Supported sampler values:
OTEL_TRACES_SAMPLER |
OTEL_TRACES_SAMPLER_ARG |
Behavior |
|---|---|---|
always_on |
Not used | Records every trace. |
always_off |
Not used | Records no traces. |
traceidratio |
Ratio from 0.0 to 1.0 |
Samples root traces by trace ID ratio. |
parentbased_always_on |
Not used | Records root traces and follows the parent decision for child spans. Useful for short debugging sessions. |
parentbased_always_off |
Not used | Drops root traces and follows the parent decision for child spans. |
parentbased_traceidratio |
Ratio from 0.0 to 1.0 |
Samples root traces by ratio and follows the parent decision for child spans.

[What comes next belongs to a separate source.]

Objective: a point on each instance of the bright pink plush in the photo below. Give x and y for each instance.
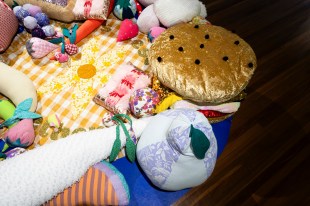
(128, 30)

This is the default. |
Examples:
# Drop all traces unconditionally, including child spans with a sampled remote parent.
# To also disable SDK overhead, unset OTLP endpoints or set OTEL_SDK_DISABLED=true.
- name: OTEL_TRACES_SAMPLER
value: "always_off"
# Sample about 10% of root traces.
- name: OTEL_TRACES_SAMPLER
value: "parentbased_traceidratio"
- name: OTEL_TRACES_SAMPLER_ARG
value: "0.1"
# Export every trace. Use carefully on high-throughput pipelines.
- name: OTEL_TRACES_SAMPLER
value: "parentbased_always_on"
Span Hierarchy¶
Numaflow emits one trace per source message. Each vertex pod contributes spans under a numaflow.vertex.process lifecycle span. The lifecycle span closes when the message is acked.
MonoVertex¶
MonoVertex has no inter-step buffer; source, map, and sink run in a single pod. No isb.read or isb.write spans are emitted.
numaflow.vertex.process (Internal)
|-- numaflow.monovertex.source.dispatch (Consumer)
| `-- numaflow.monovertex.source.transform (Client, only if transformer is configured)
|-- numaflow.monovertex.map (Client, one per UDF call)
|-- numaflow.monovertex.sink.write (Client, one per output message)
|-- numaflow.monovertex.sink.fallback (Client, only on fallback path)
`-- numaflow.monovertex.sink.on_success (Client, only when configured)
For map fan-out, Numaflow still emits one numaflow.monovertex.map span for the UDF call. Each output message gets its own downstream numaflow.monovertex.sink.write span as a sibling under numaflow.vertex.process.
Pipeline¶
Each pipeline vertex pod has its own numaflow.vertex.process lifecycle span. The downstream vertex process is parented to the upstream vertex process through tracing context carried in ISB message metadata.
[source pod]
numaflow.vertex.process (Internal)
|-- numaflow.pipeline.source.dispatch (Consumer)
| `-- numaflow.pipeline.source.transform (Client, only if transformer is configured)
`-- numaflow.pipeline.isb.write (Producer)
[map pod]
numaflow.vertex.process (Internal, parent = source vertex.process)
|-- numaflow.pipeline.isb.read (Consumer)
|-- numaflow.pipeline.map (Client)
`-- numaflow.pipeline.isb.write (Producer)
[sink pod]
numaflow.vertex.process (Internal, parent = map vertex.process)
|-- numaflow.pipeline.isb.read (Consumer)
`-- numaflow.pipeline.sink.write (Client)
Common attributes on Numaflow spans include messaging.system=numaflow, numaflow.topology, numaflow.pipeline.name, numaflow.vertex.name, and messaging.message.id.
Current Limitations¶
Tracing currently covers source, source transformer, map UDF calls, sink writes, and pipeline ISB read/write spans. Reduce aggregation tracing is not supported yet and will be taken up in a later version.
WMB control messages are not traced. They are acknowledged and skipped before platform span creation.
Operational Notes¶
- Use
OTEL_EXPORTER_OTLP_TRACES_ENDPOINTif you anticipate routing traces and OTLP metrics or logs to different collectors. Otherwise,OTEL_EXPORTER_OTLP_ENDPOINTis sufficient. - Start with low sampling, such as the default
0.001, for production pipelines. - Use
parentbased_always_ononly for debugging or low-throughput pipelines. - Tracing environment variables must be configured on the Numaflow vertex container through
containerTemplate.env; setting them only on a UDF container does not enable Numaflow platform spans.